Human cytomegalovirus (HCMV) is a wide-spread pathogen, infecting the majority of the population in the United States. This virus poses a significant threat to developing fetuses as well as to children and adults who lack a competent immune system, often causing severe disease and mortality. Once individuals acquire an HCMV infection, the virus remains with the host for life, in a latent or quiescent state in the hematopoietic compartment. During times of severe immunological stress, the virus reactivates to its active state, allowing for dissemination and subsequent disease. With the exception of the immuno-naïve and sero-negative organ transplant recipients, primary infection with HCMV rarely causes disease, but rather it is reactivation that leads to significant complications. Thus, to prevent HCMV-associated disease, we must gain a complete understanding of viral latency and reactivation. During latency, HCMV encodes three of the four viral G protein-coupled receptors (vGPCRs): US28, UL33, and UL78. We previously showed US28-mediated signaling is required for establishing and maintaining latency and modulates the expression of specific cellular targets that regulate the Major Immediate Early (MIE) locus, a master regulator in the latent-to-lytic switch. Our findings also reveal a requirement for UL33 and UL78 for efficient viral reactivation from latency. Therefore, we hypothesize the vGPCRs modulate specific host signaling pathways to regulate the balance between latency and reactivation. To explore this hypothesis, we will take advantage of novel approaches coupled with our arsenal of viral recombinants, as well as both in vitro and ex vivo latency model systems. In Aim 1, we will define mechanisms underlying US28-mediated signaling and how this impacts the recruitment of silencing factors to the MIE locus during latency. In Aim 2, we will determine how UL33 signaling impacts the transactivation of the MIE locus and subsequent reactivation, as well as delineate how the interaction between US28 and UL78 tips the balance from latent-to-lytic replication. In sum, the experiments proposed herein will lead to a greater understanding of the vGPCRs’ biological functions during latency and reactivation, laying the foundation for future studies to develop novel therapeutics to prevent HCMV reactivation and disease.

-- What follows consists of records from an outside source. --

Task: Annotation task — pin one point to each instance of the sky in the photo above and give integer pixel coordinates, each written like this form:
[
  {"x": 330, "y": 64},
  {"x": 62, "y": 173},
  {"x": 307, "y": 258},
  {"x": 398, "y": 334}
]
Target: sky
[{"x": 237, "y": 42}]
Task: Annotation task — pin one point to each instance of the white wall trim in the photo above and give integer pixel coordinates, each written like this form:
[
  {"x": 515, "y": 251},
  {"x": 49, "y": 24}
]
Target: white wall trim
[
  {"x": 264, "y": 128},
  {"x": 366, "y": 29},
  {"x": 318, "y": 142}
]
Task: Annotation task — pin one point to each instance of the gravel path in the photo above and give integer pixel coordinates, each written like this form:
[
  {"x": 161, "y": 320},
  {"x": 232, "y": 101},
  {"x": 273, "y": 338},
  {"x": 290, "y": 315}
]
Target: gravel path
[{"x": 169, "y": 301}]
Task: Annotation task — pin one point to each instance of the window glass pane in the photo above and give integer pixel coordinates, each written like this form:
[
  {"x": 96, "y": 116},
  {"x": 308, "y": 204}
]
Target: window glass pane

人巨细胞病毒(HCMV)是一种广泛传播的病原体，感染美国大多数人口。这种病毒对发育中的胎儿以及缺乏有效免疫系统的儿童和成人构成重大威胁，往往会导致严重疾病和死亡。一旦个人感染了巨细胞病毒，病毒就会在造血室中潜伏或静止，终生与宿主在一起。在严重的免疫应激时期，病毒重新激活到其活跃状态，从而允许传播和随后的疾病。除了免疫幼稚和血清阴性的器官移植受者外，初次感染HCMV很少会导致疾病，相反，重新激活会导致显著的并发症。因此，为了预防巨细胞病毒相关疾病，我们必须对病毒的潜伏期和重新激活有一个完整的了解。在潜伏期，HCMV编码四种病毒G蛋白偶联受体(VGPCRs)中的三种：US28、UL33和UL78。我们之前已经证明，US28介导的信号是建立和维持潜伏期所必需的，并调节特定细胞靶点的表达，这些靶点调节主要立即早期(MIE)基因座，这是潜伏期到溶血期开关的主要调节因子。我们的发现还揭示了UL33和UL78需要从潜伏期有效地重新激活病毒。因此，我们假设vGPCRs调节特定的宿主信号通路，以调节潜伏期和重新激活之间的平衡。为了探索这一假设，我们将利用新的方法结合我们的病毒重组库，以及体外和体外潜伏期模型系统。在目标1中，我们将定义US28介导的信号转导的潜在机制，以及这如何影响潜伏期期间沉默因子到MIE基因座的招募。在目标2中，我们将确定UL33信号如何影响MIE基因座的反式激活和随后的重新激活，以及US28和UL78之间的相互作用如何扭转潜伏复制到裂解复制的平衡。总之，本文提出的实验将有助于更好地理解vGPCRs在潜伏期和再激活过程中的生物学功能，为未来研究开发预防HCMV再激活和疾病的新疗法奠定基础。